Sustainable Acrylic Acid Making via Acetic Acid–Formaldehyde Condensation: The Highly Selective and Durable VPO-TiO<sub>2</sub> Catalyst Accomplished by VPO Phase Control and Wet Co-Mechanical Milling
Jun Liu, Pengcheng Wang, Peiwen Xu, Zhijia Xu, Xinzhen Feng, Weijie Ji, Hamidreza Arandiyan, Chak‐Tong Au
Abstract
On the basis of the precise phase control of vanadium phosphorus oxides (VPOs), nanosized TiO2 was employed as a dopant/dispersant to fabricate a series of VPO-TiO2 catalysts through a wet mechanical co-milling process. The resulting catalysts showed outstanding durability plus excellent target products [acrylic acid (AA) + methyl acrylate (MA)] selectivity via acetic acid (HAc)–formaldehyde (FA) condensation. Over an optimized catalyst of 20% VPO-TiO2, the (AA + MA) selectivity being 85% (HAc input-based) at a yield level >60% (FA input-based) can be achieved after 180-h running, the best known to date over the VPO-based catalysts.
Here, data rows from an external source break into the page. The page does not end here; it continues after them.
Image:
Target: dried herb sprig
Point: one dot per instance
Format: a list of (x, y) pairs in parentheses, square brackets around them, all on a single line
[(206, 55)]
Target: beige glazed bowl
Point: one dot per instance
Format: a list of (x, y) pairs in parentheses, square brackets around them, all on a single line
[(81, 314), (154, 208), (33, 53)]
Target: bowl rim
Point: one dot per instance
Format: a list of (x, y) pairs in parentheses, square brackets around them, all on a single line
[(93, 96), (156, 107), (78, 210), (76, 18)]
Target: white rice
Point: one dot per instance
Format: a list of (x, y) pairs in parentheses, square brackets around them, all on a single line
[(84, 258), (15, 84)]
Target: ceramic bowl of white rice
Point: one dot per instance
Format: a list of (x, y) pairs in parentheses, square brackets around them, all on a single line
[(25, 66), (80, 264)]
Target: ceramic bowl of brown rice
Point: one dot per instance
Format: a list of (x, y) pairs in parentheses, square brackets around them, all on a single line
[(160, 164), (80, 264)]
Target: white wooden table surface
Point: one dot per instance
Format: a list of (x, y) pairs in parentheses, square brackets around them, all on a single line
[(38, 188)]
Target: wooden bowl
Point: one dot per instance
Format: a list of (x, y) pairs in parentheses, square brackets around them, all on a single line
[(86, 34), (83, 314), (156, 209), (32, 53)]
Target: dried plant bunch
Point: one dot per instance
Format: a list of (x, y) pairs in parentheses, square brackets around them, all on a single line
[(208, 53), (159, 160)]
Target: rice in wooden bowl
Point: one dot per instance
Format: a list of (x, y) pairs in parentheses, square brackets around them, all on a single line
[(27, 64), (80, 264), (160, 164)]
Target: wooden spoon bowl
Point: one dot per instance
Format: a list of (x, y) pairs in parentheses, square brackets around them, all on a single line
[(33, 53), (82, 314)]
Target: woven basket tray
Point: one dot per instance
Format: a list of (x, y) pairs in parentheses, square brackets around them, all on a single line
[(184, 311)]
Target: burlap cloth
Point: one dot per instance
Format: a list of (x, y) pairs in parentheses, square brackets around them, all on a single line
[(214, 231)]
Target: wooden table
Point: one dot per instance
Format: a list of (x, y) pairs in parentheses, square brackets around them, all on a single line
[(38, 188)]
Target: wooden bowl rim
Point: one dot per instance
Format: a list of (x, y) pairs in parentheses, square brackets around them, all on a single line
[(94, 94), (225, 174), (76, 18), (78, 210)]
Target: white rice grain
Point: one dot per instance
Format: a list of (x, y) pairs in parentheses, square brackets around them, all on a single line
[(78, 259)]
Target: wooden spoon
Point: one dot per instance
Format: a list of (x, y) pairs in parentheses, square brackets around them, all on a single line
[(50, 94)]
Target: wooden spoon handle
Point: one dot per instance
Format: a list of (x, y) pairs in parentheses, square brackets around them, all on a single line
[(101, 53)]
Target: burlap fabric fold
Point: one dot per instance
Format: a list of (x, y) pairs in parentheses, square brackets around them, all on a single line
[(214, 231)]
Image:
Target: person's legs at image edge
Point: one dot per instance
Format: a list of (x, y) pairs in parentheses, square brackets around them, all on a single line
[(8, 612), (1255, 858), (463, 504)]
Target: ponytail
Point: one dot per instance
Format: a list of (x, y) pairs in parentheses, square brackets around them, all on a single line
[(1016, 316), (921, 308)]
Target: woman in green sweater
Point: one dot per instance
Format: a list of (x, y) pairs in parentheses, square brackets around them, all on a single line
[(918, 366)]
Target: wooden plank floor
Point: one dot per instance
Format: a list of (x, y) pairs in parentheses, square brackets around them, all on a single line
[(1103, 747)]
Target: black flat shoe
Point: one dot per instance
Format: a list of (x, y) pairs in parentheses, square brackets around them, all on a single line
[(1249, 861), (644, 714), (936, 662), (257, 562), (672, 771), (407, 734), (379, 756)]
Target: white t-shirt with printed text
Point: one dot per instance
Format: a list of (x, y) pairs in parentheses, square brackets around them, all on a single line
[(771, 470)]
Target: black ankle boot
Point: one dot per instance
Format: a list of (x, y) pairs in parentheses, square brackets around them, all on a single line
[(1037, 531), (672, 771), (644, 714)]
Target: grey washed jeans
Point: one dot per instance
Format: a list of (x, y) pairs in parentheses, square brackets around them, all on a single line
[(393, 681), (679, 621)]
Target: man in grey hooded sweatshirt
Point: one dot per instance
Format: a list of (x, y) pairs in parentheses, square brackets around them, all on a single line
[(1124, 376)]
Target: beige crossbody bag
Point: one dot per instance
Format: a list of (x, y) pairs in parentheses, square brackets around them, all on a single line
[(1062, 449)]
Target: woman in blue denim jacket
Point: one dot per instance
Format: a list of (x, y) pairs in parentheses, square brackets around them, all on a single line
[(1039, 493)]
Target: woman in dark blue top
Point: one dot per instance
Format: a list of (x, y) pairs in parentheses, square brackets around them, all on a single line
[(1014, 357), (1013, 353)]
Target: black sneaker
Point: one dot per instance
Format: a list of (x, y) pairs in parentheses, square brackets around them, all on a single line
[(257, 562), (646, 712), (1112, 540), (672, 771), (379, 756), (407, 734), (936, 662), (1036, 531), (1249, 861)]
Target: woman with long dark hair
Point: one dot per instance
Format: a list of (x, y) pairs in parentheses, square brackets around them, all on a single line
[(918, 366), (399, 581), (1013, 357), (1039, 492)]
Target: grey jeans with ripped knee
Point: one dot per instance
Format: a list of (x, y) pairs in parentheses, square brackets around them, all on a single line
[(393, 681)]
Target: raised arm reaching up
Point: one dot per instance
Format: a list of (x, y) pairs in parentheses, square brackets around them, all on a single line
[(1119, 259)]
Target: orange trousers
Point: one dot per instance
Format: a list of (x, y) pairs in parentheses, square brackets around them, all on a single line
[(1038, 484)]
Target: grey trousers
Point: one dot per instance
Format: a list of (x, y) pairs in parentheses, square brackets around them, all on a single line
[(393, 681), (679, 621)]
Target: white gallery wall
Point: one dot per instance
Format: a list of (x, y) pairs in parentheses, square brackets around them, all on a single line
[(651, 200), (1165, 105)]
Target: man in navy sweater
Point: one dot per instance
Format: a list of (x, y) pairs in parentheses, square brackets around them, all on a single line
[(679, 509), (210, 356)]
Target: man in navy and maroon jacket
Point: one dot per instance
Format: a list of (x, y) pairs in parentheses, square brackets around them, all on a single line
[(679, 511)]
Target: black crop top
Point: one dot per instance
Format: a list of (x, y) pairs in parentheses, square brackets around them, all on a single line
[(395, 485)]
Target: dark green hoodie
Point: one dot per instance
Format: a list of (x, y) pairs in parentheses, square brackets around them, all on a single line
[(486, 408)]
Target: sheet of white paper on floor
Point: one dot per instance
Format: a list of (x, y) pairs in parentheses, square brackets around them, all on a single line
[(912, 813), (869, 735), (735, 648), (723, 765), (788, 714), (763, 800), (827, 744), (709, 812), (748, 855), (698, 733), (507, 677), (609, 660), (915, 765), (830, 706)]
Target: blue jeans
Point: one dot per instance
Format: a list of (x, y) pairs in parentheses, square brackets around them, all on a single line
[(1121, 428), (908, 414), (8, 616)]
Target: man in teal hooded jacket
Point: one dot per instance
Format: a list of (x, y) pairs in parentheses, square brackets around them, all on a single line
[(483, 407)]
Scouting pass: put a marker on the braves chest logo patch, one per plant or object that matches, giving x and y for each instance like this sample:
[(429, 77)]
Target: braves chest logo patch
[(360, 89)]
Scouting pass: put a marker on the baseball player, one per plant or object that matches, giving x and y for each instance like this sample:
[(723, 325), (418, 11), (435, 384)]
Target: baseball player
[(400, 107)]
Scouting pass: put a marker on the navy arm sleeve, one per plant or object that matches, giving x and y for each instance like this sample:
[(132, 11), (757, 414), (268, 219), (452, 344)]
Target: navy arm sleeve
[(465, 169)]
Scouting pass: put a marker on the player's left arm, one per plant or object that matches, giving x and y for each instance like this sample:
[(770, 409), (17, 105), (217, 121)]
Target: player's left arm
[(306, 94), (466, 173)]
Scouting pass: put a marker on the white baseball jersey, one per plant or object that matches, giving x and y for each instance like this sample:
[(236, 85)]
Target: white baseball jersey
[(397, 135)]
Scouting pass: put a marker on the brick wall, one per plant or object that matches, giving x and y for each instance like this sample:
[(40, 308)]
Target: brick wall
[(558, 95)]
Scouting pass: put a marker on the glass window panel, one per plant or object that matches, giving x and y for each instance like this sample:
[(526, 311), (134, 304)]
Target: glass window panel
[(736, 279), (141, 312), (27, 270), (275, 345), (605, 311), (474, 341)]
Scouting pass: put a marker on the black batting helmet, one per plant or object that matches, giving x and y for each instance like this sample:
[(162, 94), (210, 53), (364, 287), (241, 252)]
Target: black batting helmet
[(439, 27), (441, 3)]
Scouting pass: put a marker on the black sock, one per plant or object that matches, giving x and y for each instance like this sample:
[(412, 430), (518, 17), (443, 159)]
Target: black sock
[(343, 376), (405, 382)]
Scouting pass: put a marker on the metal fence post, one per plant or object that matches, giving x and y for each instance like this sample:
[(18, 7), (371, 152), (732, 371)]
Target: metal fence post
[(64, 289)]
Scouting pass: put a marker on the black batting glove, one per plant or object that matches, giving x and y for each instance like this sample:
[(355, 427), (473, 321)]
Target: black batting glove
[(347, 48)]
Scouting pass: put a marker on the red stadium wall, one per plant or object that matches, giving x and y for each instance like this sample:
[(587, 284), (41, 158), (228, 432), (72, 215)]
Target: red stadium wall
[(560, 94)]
The detailed characterizations including X-ray powder diffraction, Raman spectra, XPS, and H2-TPR indicated that the V5+ in the original VOPO4 phase would be partially reduced in the presence of TiO2 after the milling process in the cyclohexane medium; and the partially reduced VOPO4 phase together with the decorated TiO2 component stabilized the remaining V5+ entities and considerably slowed down the continuous reduction of surface V5+ species, accounting for substantially enhanced catalyst durability as well as target product selectivity. The NH3-/CO2-TPD results demonstrated that the surface acid–base property also varied notably with the VPO content which in turn controlled the HAc conversion and (MA + AA) selectivity accordingly.